C'est précisément aussi pour tenir compte de ce type de situations que l'art. 10 al. 1 RCC prévoit exceptionnellement la possibilité pour le Tribunal de protection de désigner un curateur privé, respectivement de le maintenir en fonction, en lieu et place du SPAd pour des personnes dont la fortune est en deçà du seuil prévu.

Enfin, dans le cas présent, la curatrice a proposé de fonctionner au tarif horaire du curateur officiel (SPAd) en lieu et place du tarif pour curateurs privés appliqué jusqu'alors, de sorte qu'il n'y avait aucun motif pour ne pas maintenir le mandat de la curatrice actuelle et mettre les frais d'exercice de celui-ci à la charge de l'Etat.

Par conséquent, l'ordonnance attaquée sera annulée.
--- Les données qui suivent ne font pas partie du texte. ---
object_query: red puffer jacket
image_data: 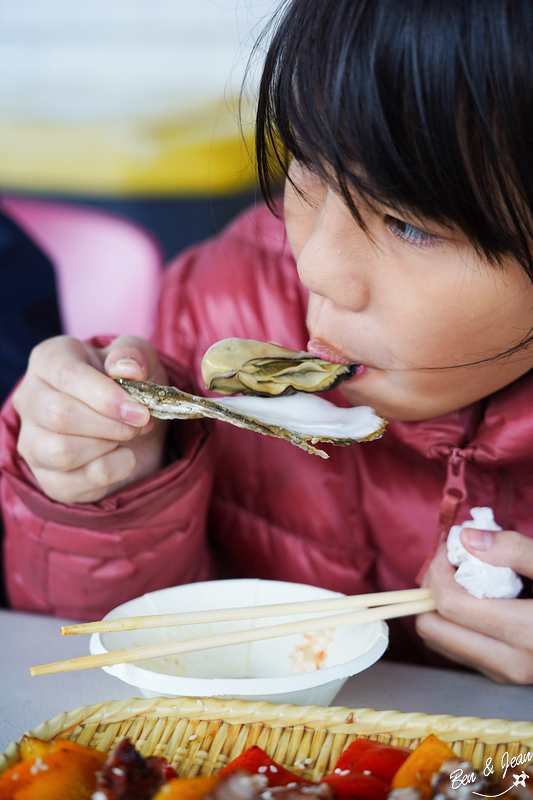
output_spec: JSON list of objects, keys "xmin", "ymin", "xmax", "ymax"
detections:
[{"xmin": 0, "ymin": 207, "xmax": 533, "ymax": 660}]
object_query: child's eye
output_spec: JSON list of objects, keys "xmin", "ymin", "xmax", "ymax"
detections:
[{"xmin": 385, "ymin": 214, "xmax": 444, "ymax": 247}]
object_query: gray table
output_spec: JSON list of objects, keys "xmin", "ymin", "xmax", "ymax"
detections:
[{"xmin": 0, "ymin": 611, "xmax": 533, "ymax": 752}]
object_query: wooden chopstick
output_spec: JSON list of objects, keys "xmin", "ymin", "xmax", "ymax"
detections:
[
  {"xmin": 61, "ymin": 589, "xmax": 431, "ymax": 635},
  {"xmin": 30, "ymin": 597, "xmax": 436, "ymax": 675}
]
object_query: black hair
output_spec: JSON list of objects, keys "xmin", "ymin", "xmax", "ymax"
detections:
[{"xmin": 252, "ymin": 0, "xmax": 533, "ymax": 292}]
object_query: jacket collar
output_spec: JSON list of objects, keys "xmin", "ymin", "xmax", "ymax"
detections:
[{"xmin": 385, "ymin": 371, "xmax": 533, "ymax": 467}]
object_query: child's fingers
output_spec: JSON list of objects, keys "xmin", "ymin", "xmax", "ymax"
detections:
[
  {"xmin": 416, "ymin": 612, "xmax": 533, "ymax": 684},
  {"xmin": 23, "ymin": 336, "xmax": 150, "ymax": 427},
  {"xmin": 102, "ymin": 336, "xmax": 167, "ymax": 383},
  {"xmin": 20, "ymin": 429, "xmax": 129, "ymax": 473},
  {"xmin": 13, "ymin": 370, "xmax": 150, "ymax": 446},
  {"xmin": 425, "ymin": 546, "xmax": 533, "ymax": 648},
  {"xmin": 30, "ymin": 446, "xmax": 136, "ymax": 503},
  {"xmin": 461, "ymin": 528, "xmax": 533, "ymax": 578}
]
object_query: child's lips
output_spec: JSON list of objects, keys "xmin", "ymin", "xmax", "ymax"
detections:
[{"xmin": 307, "ymin": 338, "xmax": 366, "ymax": 375}]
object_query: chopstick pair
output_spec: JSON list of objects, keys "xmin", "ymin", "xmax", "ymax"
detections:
[{"xmin": 30, "ymin": 589, "xmax": 436, "ymax": 675}]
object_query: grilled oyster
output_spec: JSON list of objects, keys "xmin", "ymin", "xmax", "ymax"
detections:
[
  {"xmin": 115, "ymin": 378, "xmax": 386, "ymax": 458},
  {"xmin": 202, "ymin": 338, "xmax": 357, "ymax": 396}
]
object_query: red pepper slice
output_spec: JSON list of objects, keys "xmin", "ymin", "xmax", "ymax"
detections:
[
  {"xmin": 320, "ymin": 770, "xmax": 390, "ymax": 800},
  {"xmin": 217, "ymin": 745, "xmax": 309, "ymax": 786},
  {"xmin": 335, "ymin": 739, "xmax": 411, "ymax": 782}
]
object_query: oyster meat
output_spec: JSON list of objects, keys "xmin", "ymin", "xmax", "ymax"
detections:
[
  {"xmin": 116, "ymin": 338, "xmax": 387, "ymax": 458},
  {"xmin": 115, "ymin": 378, "xmax": 386, "ymax": 458},
  {"xmin": 202, "ymin": 338, "xmax": 357, "ymax": 396}
]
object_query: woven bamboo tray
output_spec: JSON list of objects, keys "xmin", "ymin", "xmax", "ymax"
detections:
[{"xmin": 0, "ymin": 697, "xmax": 533, "ymax": 780}]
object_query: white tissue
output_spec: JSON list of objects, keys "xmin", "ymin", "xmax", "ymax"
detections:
[{"xmin": 447, "ymin": 508, "xmax": 523, "ymax": 599}]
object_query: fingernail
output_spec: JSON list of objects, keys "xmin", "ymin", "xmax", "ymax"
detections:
[
  {"xmin": 120, "ymin": 402, "xmax": 146, "ymax": 425},
  {"xmin": 462, "ymin": 528, "xmax": 494, "ymax": 550}
]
3. Les frais judiciaires seront laissés à la charge de l’Etat, l'avance de frais versée par la curatrice de la recourante lui étant restituée.

* * * * *


PAR CES MOTIFS,
La Chambre de surveillance :

A la forme :

Déclare recevable le recours formé le 17 juin 2024 par A______, représentée par sa curatrice, C______, contre l'ordonnance DTAE/3747/2024 rendue le 29 mai 2024 par le Tribunal de protection de l’adulte et de l’enfant dans la cause C/28253/2008.

Au fond :

Annule l'ordonnance attaquée.

Maintient la curatrice C______ en ses fonctions et dit que son coût sera pris en charge par l'Etat au tarif de 60 fr./l'heure.

Sur les frais :

Laisse les frais judiciaires à la charge de l’Etat de Genève.

Ordonne aux Services financiers du Pouvoir judiciaire la restitution à C______ de la somme de 400 fr., qui en a fait l'avance.

Siégeant :

Monsieur Cédric-Laurent MICHEL, président; Mesdames Jocelyne DEVILLE-CHAVANNE et Stéphanie MUSY, juges; Madame Carmen FRAGA, greffière.

 

 

 

 

 

 

Indication des voies de recours :

 

Conformément aux art. 72 ss de la loi fédérale sur le Tribunal fédéral du 17 juin 2005 (LTF; RS 173.110), la présente décision peut être portée dans les trente jours qui suivent sa notification avec expédition complète (art. 100 al. 1 LTF) par devant le Tribunal fédéral par la voie du recours en matière civile.

 

Le recours doit être adressé au Tribunal fédéral - 1000 Lausanne 14.